Toward a kernel events interface

[Posted August 1, 2006 by corbet]

Last week's article on network channels suggested that channels might not be the way of the future at all. Since then, there has been a great deal of discussion on how networking might move forward on many levels, some of which might yet include channels. Your editor plans to gain an understanding of the Grand Unified Flow Cache and related concepts (such as Rusty's plans to thrash up netfilter yet again) for a future article; for now, we'll look at a different aspect of networking (and beyond): a user-space events interface.

Unlike some other operating systems, Linux currently lacks a system call for generalized event reporting. Linux applications, instead, use calls like poll() to figure out when there is work to be done. Unfortunately, poll() does not solve the entire problem, so application event loops must do complicated things to deal with things like signals. Handling asynchronous I/O within a traditional Linux event loop can be especially tricky. If there were a single interface which provided an application with all of the event information it needed, applications would get simpler. There is also the potential for significant performance improvements.

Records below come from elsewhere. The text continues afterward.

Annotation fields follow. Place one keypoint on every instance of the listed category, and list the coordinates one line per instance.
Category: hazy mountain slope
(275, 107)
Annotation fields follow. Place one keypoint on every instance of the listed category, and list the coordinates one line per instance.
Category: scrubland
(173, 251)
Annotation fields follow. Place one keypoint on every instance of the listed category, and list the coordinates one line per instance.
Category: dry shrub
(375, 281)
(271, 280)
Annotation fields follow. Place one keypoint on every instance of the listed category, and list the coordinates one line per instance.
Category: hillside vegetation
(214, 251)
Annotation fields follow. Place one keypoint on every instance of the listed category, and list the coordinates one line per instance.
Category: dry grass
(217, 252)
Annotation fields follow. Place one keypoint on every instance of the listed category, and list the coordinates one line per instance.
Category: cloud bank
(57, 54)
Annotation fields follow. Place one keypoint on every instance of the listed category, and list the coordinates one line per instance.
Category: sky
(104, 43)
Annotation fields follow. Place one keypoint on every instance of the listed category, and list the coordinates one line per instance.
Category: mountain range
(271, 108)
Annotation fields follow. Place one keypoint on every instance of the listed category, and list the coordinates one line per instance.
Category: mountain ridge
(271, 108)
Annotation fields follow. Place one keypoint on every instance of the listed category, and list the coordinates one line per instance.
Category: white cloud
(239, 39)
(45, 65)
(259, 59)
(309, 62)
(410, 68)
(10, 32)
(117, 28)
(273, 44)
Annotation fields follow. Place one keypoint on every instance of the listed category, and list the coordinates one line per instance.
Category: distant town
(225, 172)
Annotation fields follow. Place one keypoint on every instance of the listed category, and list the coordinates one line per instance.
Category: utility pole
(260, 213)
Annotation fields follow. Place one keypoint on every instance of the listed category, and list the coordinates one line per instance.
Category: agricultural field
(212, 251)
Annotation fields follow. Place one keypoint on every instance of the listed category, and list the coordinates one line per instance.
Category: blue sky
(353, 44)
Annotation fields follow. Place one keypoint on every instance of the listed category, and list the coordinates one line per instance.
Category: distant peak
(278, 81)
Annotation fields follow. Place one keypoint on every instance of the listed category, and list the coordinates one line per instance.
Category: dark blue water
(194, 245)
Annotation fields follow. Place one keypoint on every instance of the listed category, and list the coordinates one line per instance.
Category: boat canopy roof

There are two active proposals for event interfaces for Linux: the kevent mechanism and the event channel API proposed by Ulrich Drepper at this year's Ottawa Linux Symposium. Of the two, kevents currently have the advantage for one simple reason: there is an existing, working implementation to look at. So most of the discussion has concerned how kevents can be improved.

The original kevent API is seen as being a bit difficult; it relies on a single multiplexer system call (kevent_ctl()), an approach which is generally frowned upon. The call also requires the application to construct an array with two different types of structures, which is a bit awkward. So one of the first suggestions has been to separate out various parts of the API. The current kevent patch (as of August 1) contains a new system call:

    int kevent_get_events(int ctl_fd, 
                          unsigned int min_nr,
			  unsigned int max_nr,
			  unsigned int timeout,
			  void *buf,
			  unsigned flags);

This call would return between min_nr and max_nr events, storing them sequentially in buf, subject to the given timeout (specified in milliseconds). The flags argument is unused in the current implementation.

There are a number of things which might be improved with this interface, but, as it happens, its final form is likely to look quite different. The current interface still requires frequent system calls to retrieve events; Linux system calls are fast, but, in a high-bandwidth situation, it still would be preferable to spend more time in user space if possible. With a different approach to event reporting, it might just be possible.

The idea which has been discussed is to map an array of kevent structures between kernel and user space. This array would be treated as a circular buffer, perhaps managed using a cache-friendly, channel-like index mechanism. The kernel would place events into the buffer when they occur, and user-space would consume them. Whenever there are events to process, the application could obtain them without entering the kernel at all. Once this mechanism is in place, the kevent_get_events() call could go away, replaced by a simple "wait for events" interface (though glibc would almost certainly provide a synchronous "get events" function). The result should be a very fast interface, especially when the number of events is large.

There are a couple of issues to be worked out, still. One has to do with what happens when the buffer fills. The current asynchronous I/O interface does not allow there to be more outstanding operations than there are available control block structures; that way, there is guaranteed to be space to report on the status of each operation. That can be important, since the place in the kernel which wants to do the reporting is often running at software or hardware interrupt level. If one envisions using kevents to track thousands of open sockets, an unknown number of connection events, etc., however, preallocating all of the event structures becomes increasingly impractical. So something intelligent will have to be done when the buffer fills.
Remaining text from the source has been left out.